Stemm filed the suit in federal court in Chicago and seeks class action status. She considered suing after she bought a box of Junior Mints at a Walgreen’s for about $1. Hers is the most recent example of a string of lawsuits against food manufacturers for allegedly deceptive and unnecessary empty space in packaging. Known as “slack fill,” the FDA defines it as “the difference between the actual capacity of a container and the volume of product contained therein.”

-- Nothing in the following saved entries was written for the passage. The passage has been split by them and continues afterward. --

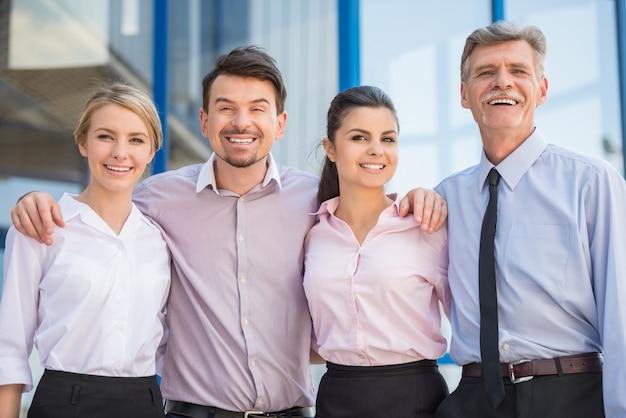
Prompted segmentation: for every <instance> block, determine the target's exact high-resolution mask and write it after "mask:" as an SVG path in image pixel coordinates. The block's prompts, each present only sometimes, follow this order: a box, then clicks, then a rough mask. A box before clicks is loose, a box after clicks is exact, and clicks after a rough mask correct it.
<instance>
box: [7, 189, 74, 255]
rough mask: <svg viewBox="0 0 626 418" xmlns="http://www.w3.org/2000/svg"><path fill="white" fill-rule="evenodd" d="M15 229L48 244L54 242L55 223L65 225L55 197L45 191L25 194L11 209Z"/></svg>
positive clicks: (49, 243) (46, 243)
mask: <svg viewBox="0 0 626 418" xmlns="http://www.w3.org/2000/svg"><path fill="white" fill-rule="evenodd" d="M11 220H12V222H13V225H14V226H15V229H17V230H18V231H19V232H21V233H22V234H24V235H27V236H29V237H31V238H34V239H36V240H37V241H39V242H42V243H45V244H46V245H51V244H52V233H53V232H54V225H55V224H56V225H57V226H59V227H63V226H65V223H64V222H63V217H62V215H61V210H60V208H59V205H58V203H57V202H56V201H55V200H54V198H53V197H52V196H51V195H50V194H48V193H45V192H31V193H27V194H26V195H24V196H23V197H22V198H20V200H19V201H18V202H17V204H16V205H15V207H14V208H13V210H11Z"/></svg>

Most of the time, slack fill is necessary to provide an air cushion for the food inside, such as preventing potato chips from turning into crumbs. Moon asserts, however, “In a situation like Junior Mints, that empty space actually can increase the chances that the candies will be damaged because they move around quite a bit inside the hard cardboard box.”
Last year, Biola Daniel filed a class action lawsuit in federal court in Manhattan against Tootsie Roll echoing the same complaints about the slack fill in Junior Mints boxes. Moon’s law firm filed a similar lawsuit against Ferrara Candy, which makes Lemonheads, Jujyfruits, Chuckles and other candies that allegedly have too much empty space in their packaging. According to the American Bar Association, the number of federal class-action lawsuits related to slack fill in food packaging increased from 20 in 2008 to more than 110 in 2015.
Moon said that Stemm is seeking undisclosed damages and an order that Tootsie Roll repackage its Junior Mints so that “they either fill the box more or reduce the size of the packaging to reduce the unlawful slack fill.”
Junior Mints were introduced in 1949, but were bought by Tootsie Roll in 1993. Coincidentally, that’s the same year of the “Seinfeld” episode “The Junior Mint,” where Kramer accidentally drops one of the mints from a hospital observation gallery into the chest cavity of a patient on the operating table. “Who’s going to turn down a Junior Mint?” Kramer asks, arguing, “it’s chocolate, it’s peppermint, it’s delicious!”
If Stemm gets her way, boxes of Junior Mints will have more chocolate and peppermint and less empty cavity.